Interactive Episodic Memory with User Feedback
Correct your AI's mistakes mid-search with simple feedback like 'before this' or 'not the white one'.
A team from the University of Texas at Austin and Adobe Research has proposed a new approach to episodic memory search in egocentric video that lets users correct the AI in real time. Their paper, accepted to CVPR 2026, introduces the Episodic Memory with Questions and Feedback (EM-QnF) task, where users can provide natural language feedback after an initial prediction to refine the answer. For example, after asking "Where did I place the mug?" and getting a wrong result, a user can say "Before this. I'm looking for the big blue mug not the white one" to guide the model to the correct moment.

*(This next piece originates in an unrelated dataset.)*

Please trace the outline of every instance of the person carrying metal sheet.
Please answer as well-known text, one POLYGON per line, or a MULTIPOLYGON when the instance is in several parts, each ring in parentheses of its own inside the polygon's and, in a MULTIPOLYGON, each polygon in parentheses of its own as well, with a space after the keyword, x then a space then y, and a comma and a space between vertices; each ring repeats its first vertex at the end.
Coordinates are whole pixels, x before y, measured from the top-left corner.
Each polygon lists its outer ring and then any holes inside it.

The core technical contribution is a lightweight, plug-and-play Feedback Alignment Module (FALM) that adapts existing episodic memory models to incorporate user feedback without expensive sequential optimization. The authors also collected datasets for feedback-based interaction to train and evaluate their system. On three challenging benchmarks, FALM significantly improved over state-of-the-art EM-NLQ models and was competitive with commercial large vision-language models, while remaining efficient enough for real-world use. Evaluation with human-generated feedback showed strong generalization to real-world scenarios, marking a practical step toward interactive AI assistants that can learn from user corrections on the fly.

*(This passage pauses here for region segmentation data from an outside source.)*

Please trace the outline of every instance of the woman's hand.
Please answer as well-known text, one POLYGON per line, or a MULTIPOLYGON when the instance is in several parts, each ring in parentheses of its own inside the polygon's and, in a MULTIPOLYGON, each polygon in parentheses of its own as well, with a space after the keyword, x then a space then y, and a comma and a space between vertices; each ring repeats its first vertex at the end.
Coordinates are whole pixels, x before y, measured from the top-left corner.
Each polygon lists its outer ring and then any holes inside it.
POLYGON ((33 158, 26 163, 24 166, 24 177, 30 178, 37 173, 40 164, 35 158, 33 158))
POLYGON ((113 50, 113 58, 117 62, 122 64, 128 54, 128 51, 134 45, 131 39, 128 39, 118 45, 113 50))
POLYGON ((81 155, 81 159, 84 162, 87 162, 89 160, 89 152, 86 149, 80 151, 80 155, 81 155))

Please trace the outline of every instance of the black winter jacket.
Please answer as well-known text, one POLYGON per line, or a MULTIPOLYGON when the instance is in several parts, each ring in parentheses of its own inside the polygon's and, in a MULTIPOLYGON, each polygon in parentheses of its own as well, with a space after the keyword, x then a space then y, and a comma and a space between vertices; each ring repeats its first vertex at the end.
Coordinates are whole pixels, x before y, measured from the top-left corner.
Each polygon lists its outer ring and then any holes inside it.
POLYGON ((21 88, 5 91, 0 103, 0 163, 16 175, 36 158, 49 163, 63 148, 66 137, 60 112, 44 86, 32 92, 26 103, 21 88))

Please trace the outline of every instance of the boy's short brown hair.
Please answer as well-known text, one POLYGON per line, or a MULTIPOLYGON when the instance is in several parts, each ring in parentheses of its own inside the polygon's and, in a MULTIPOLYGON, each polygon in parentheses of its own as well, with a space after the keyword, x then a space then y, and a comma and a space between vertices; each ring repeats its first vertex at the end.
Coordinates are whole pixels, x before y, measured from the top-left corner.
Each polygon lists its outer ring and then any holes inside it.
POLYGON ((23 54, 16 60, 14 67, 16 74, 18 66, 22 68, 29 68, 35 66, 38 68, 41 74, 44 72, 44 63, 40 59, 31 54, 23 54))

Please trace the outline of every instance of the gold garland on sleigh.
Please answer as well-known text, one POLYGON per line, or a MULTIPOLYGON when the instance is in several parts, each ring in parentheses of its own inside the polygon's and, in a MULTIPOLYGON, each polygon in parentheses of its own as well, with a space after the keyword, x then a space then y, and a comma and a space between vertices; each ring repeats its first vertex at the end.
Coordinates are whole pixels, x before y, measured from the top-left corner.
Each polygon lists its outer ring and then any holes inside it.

- Introduces EM-QnF task allowing users to give natural language feedback (e.g., 'not the white one, before this') to refine video search results.
- Proposes FALM, a plug-and-play module that adapts existing episodic memory models to use feedback without expensive retraining.
- Outperforms state-of-the-art models on three benchmarks and matches commercial large vision-language models while staying efficient.
Why It Matters
Moves AI from one-shot video search to interactive correction, making it practical for real-world memory retrieval.